For shareholders of The ExOne Company (NASDAQ: XONE ) , days like today are hard to stomach.
Shares of ExOne plunged more than 16% this morning after the additive manufacturing specialist's first-quarter results badly missed expectations. Revenue fell 8% year over year to $7.3 million, which translated to a wider net loss of $0.38 per share. Analysts, on average, were looking for a net loss of just $0.12 per share on sales of $9.87 million.
Now, with ExOne having officially fallen short of estimates in every single quarter since going public early last year, shares are trading within spitting distance of a new 52-week low.
Perspective is in order
Then again, quarters like this are exactly why ExOne avoids providing quarterly guidance.
Remember, ExOne focuses on selling high-end industrial 3-D printers with an exceedingly large per-unit price tag. In short -- and this early in ExOne's long-term story -- this means dealing with long sales cycles and chunky quarterly revenue.
To be sure, one-third of last quarter's revenue -- or $2.4 million -- came from the sale of just three 3-D printers, including one S-Max unit and one S-15 machine sold to European customers, and a single M-Flex unit sold in the United States. By comparison, last year's first quarter saw five machines sold -- including four 3-D printers and one laser machine -- for $4.2 million.
But this doesn't mean ExOne is a failing business.
First, keep in mind ExOne's first-quarter sales from 3-D printed products, materials, and production service centers actually rose by 37% year over year to $3.7 million. In addition, while ExOne consistently opts not to predict its quarterly performance, as analysts insist on doing, it continues to expect full-year 2014 revenue to grow 40%-50% to a range of $55 million-$60 million -- the mid-point of which sits just above analysts' consensus for 2014 sales of $56.98 million.

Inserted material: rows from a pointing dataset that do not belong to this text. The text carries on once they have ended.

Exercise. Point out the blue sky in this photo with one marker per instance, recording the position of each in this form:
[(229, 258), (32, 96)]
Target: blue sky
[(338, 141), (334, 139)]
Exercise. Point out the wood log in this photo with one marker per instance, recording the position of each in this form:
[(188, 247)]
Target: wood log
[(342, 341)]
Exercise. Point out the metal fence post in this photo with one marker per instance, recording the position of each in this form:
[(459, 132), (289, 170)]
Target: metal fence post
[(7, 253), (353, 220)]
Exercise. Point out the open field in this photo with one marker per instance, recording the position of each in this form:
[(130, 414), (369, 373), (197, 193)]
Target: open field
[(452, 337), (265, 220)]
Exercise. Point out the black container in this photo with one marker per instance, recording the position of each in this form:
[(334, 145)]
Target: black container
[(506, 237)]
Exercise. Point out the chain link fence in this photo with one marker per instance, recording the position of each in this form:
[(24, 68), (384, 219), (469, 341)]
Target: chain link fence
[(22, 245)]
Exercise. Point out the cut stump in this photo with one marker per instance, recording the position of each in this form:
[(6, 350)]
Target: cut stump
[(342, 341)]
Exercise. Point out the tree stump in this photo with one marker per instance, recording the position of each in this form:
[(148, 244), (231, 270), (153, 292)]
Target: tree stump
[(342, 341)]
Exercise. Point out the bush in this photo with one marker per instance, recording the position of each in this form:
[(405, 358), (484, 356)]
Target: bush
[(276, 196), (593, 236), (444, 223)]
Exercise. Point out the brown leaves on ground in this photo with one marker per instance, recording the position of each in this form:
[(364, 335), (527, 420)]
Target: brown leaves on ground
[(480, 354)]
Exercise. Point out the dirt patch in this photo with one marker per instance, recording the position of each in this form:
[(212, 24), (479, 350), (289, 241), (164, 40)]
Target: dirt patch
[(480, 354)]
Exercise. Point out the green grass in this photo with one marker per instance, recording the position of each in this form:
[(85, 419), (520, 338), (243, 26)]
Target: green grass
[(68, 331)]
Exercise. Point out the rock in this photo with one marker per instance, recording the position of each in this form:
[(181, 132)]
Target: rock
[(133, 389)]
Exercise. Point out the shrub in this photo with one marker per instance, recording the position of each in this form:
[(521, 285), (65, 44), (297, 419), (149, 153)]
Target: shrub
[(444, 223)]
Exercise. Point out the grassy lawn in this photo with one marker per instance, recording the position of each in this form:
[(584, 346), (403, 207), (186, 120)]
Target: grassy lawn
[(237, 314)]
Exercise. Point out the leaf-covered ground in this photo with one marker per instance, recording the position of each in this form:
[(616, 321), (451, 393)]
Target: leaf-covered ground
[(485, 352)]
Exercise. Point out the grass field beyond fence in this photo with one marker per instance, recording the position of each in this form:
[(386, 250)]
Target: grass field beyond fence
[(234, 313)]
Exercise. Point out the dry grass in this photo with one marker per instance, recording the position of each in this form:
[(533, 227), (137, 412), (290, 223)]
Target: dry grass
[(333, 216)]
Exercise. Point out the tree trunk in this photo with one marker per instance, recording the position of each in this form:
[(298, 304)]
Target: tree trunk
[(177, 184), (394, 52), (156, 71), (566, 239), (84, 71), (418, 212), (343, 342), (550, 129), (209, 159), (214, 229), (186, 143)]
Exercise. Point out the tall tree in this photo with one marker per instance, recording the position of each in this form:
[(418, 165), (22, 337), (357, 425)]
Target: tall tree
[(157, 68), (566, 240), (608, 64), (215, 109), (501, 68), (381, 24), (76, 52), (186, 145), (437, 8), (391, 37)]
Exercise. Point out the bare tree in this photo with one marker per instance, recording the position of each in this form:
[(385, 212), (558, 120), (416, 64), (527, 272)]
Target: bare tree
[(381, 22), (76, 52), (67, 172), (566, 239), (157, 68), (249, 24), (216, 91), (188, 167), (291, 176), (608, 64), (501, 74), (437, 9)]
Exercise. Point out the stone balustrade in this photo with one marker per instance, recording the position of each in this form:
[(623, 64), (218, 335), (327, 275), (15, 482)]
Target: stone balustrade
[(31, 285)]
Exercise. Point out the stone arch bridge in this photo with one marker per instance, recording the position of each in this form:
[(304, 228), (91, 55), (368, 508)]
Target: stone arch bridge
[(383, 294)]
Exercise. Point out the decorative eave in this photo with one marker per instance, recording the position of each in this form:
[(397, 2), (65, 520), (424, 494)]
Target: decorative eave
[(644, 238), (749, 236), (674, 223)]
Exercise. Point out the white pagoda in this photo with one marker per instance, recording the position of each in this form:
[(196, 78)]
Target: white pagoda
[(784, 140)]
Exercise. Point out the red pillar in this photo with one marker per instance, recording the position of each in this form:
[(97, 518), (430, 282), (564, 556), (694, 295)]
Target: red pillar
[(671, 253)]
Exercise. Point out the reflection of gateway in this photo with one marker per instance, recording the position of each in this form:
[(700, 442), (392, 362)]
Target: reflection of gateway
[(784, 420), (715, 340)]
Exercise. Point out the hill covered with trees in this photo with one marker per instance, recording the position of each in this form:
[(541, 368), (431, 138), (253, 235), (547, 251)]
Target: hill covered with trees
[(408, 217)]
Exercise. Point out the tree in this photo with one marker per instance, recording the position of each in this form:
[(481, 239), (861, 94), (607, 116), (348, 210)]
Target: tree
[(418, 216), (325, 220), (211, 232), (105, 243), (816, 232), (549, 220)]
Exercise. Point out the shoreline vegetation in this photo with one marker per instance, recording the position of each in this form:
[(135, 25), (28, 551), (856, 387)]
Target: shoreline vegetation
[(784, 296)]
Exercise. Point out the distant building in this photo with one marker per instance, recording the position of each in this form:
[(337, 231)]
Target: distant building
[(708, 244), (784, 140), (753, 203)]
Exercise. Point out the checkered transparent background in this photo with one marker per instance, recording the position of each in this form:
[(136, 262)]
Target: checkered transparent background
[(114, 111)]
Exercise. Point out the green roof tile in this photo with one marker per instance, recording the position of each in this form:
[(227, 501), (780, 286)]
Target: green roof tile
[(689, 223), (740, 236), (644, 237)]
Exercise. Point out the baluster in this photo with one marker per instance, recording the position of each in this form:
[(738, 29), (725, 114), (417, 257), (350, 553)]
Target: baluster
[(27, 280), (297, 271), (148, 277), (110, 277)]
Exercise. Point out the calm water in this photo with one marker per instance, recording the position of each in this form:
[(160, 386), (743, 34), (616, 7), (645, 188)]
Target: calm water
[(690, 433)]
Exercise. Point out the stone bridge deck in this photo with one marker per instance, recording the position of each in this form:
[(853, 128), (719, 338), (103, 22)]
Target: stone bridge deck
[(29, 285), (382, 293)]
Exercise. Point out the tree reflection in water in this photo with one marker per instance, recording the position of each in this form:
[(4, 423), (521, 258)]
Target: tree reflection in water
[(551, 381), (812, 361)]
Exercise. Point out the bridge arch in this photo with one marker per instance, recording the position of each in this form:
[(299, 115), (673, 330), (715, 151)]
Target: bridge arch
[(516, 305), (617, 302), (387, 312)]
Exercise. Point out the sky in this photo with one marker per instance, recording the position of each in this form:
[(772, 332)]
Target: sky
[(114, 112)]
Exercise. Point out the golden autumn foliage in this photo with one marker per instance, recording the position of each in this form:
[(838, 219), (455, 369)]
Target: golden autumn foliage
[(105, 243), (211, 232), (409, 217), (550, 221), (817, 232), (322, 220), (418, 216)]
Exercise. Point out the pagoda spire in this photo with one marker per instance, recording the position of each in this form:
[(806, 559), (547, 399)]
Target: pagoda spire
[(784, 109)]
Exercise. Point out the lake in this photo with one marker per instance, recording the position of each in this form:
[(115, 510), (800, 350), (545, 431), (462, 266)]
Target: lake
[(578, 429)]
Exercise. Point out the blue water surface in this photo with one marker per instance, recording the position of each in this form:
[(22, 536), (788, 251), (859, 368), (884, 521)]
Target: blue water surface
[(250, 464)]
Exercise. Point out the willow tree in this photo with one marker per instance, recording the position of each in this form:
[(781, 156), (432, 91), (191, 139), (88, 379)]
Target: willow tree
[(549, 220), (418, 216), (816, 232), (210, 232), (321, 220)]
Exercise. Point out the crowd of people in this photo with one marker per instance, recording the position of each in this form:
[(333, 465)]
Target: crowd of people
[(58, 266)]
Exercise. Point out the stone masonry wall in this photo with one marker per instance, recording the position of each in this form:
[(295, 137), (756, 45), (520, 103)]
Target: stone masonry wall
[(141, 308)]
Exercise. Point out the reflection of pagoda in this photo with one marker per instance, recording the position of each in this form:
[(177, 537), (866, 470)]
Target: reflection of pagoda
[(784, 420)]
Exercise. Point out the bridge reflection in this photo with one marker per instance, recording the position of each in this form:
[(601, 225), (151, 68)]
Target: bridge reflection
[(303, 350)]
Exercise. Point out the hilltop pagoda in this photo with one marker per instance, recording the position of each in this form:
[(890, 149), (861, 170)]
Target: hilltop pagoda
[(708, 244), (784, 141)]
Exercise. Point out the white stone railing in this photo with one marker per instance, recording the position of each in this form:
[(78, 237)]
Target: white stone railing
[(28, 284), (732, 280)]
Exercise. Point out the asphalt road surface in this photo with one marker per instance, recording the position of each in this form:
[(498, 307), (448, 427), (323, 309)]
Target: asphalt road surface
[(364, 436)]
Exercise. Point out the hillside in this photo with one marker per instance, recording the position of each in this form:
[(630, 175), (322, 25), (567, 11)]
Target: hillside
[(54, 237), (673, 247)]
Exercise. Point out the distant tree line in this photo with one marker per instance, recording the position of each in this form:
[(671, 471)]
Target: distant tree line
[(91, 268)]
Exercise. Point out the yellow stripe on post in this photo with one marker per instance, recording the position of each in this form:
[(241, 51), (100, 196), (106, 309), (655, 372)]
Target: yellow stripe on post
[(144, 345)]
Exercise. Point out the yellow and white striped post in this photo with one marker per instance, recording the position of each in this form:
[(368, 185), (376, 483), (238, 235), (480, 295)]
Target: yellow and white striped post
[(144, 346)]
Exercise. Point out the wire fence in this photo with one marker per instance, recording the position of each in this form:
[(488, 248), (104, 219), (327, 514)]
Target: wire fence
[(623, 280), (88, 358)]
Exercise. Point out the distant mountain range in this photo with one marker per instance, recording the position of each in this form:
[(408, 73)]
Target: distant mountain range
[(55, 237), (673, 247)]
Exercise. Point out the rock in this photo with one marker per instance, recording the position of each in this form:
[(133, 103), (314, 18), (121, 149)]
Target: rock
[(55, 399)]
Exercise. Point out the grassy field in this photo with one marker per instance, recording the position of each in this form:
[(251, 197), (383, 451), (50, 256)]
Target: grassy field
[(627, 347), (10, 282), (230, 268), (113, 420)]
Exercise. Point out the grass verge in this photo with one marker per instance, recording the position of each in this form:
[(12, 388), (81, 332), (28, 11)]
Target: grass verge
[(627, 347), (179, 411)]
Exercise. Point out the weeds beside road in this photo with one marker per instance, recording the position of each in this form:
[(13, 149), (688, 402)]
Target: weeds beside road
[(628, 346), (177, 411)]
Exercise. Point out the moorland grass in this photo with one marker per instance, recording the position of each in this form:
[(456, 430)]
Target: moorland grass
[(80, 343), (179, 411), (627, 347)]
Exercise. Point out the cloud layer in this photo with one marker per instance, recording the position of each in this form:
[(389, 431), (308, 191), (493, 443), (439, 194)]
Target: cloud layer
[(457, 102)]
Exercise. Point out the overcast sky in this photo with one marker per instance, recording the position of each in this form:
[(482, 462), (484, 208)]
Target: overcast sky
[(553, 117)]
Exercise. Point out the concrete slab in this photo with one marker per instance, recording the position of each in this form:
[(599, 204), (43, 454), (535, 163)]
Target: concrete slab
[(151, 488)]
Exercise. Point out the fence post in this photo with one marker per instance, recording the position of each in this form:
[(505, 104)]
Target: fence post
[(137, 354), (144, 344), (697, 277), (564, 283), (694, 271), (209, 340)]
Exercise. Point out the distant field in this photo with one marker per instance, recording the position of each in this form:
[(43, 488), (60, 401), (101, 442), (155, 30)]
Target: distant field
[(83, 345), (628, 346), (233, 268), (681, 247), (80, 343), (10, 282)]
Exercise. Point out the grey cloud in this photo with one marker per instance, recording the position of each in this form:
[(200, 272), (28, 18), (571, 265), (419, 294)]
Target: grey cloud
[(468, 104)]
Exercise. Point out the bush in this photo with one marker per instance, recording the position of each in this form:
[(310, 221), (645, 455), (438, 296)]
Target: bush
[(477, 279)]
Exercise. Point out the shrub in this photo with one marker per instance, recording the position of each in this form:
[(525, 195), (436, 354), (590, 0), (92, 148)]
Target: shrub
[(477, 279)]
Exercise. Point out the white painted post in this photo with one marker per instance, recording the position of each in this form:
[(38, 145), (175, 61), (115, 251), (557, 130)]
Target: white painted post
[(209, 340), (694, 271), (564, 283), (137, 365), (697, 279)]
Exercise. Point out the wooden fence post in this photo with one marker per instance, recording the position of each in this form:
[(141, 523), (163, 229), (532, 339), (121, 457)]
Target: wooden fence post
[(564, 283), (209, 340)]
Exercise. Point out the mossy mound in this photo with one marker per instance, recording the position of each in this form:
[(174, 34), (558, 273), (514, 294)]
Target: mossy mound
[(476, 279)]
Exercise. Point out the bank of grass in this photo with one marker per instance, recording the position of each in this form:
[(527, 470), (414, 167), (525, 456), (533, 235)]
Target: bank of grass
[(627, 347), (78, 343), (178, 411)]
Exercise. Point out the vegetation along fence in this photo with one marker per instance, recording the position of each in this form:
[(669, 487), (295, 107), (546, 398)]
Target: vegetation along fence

To be fair, ExOne did reduce its 2014 gross margin guidance to between 40% and 43%, down from the previous expected range of between 43% and 46%. But ExOne also explained that it's the result of developmental costs associated with its new ExCast initiative, which could generate an additional $50 million to $60 million in revenue next year alone. And that's why fellow Fool Blake Bos recently insisted ExCast is "of utmost importance for the company to succeed over the long-term, satisfy investor's expectations, and drive the stock price higher."
Don't get me wrong. I'll readily admit it hurts to see stocks we recommend fall this much in a single day. But in ExOne's case, I see nothing to indicate its long-term story is broken. As a result, if shares continue to remain depressed over the next few days, I intend to add ExOne to my personal portfolio as soon as the Fool's trading restrictions allow.